## Project Milestone 3

This project aims to build a robust model for the binary classification of email text, predicting if a message is spam (1) or ham (0). Milestone 3 is about transforming the $\approx 83,446$ raw emails from the combined_data.csv file into numerical feature matrices using at least three engineering techniques to maximize the classification model's predictive power, directly addressing the advice that strong feature input is key to success in this milestone.

In [1]:
# Setup and Data Ingestion

import pandas as pd
import numpy as np
import re
import nltk

# Import required libraries for cleaning and vectorization
from nltk.corpus import stopwords
from nltk.stem import WordNetLemmatizer
from sklearn.feature_extraction.text import TfidfVectorizer
from sklearn.feature_extraction.text import CountVectorizer

nltk.download('stopwords')
nltk.download('wordnet')

# --- DATA INGESTION ---
# CRITICAL: Loading the full dataset identified in Milestone 2.
file_name = 'combined_data.csv'
try:
    # We use 'latin-1' or 'ISO-8859-1' encoding to handle text data that may contain special characters.
    df = pd.read_csv(file_name, encoding='latin-1') 
    
    # Generic column cleanup for common dataset structure
    df.columns = ['label', 'text']
    df = df[['text', 'label']].copy() # Keep only the two required columns

    # Convert the label column to 0/1 (if not already)
    df['label'] = df['label'].astype(int)
    
    # Handle any potential missing values by filling with an empty string
    df['text'].fillna('', inplace=True)
    
    print(f"Full Dataset Loaded: {file_name}")
    print(f"Shape: {df.shape}")
    print("\nFirst 5 Rows (for confirmation):")
    print(df.head())
    
except FileNotFoundError:
    print(f"ERROR: The file '{file_name}' was not found.

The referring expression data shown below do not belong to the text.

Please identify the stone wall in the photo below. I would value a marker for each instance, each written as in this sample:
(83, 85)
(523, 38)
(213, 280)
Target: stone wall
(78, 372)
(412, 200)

Please ensure it is in the correct directory.")

[nltk_data] Downloading package stopwords to
[nltk_data]     C:\Users\chani\AppData\Roaming\nltk_data...
[nltk_data]   Package stopwords is already up-to-date!
[nltk_data] Downloading package wordnet to
[nltk_data]     C:\Users\chani\AppData\Roaming\nltk_data...
[nltk_data]   Package wordnet is already up-to-date!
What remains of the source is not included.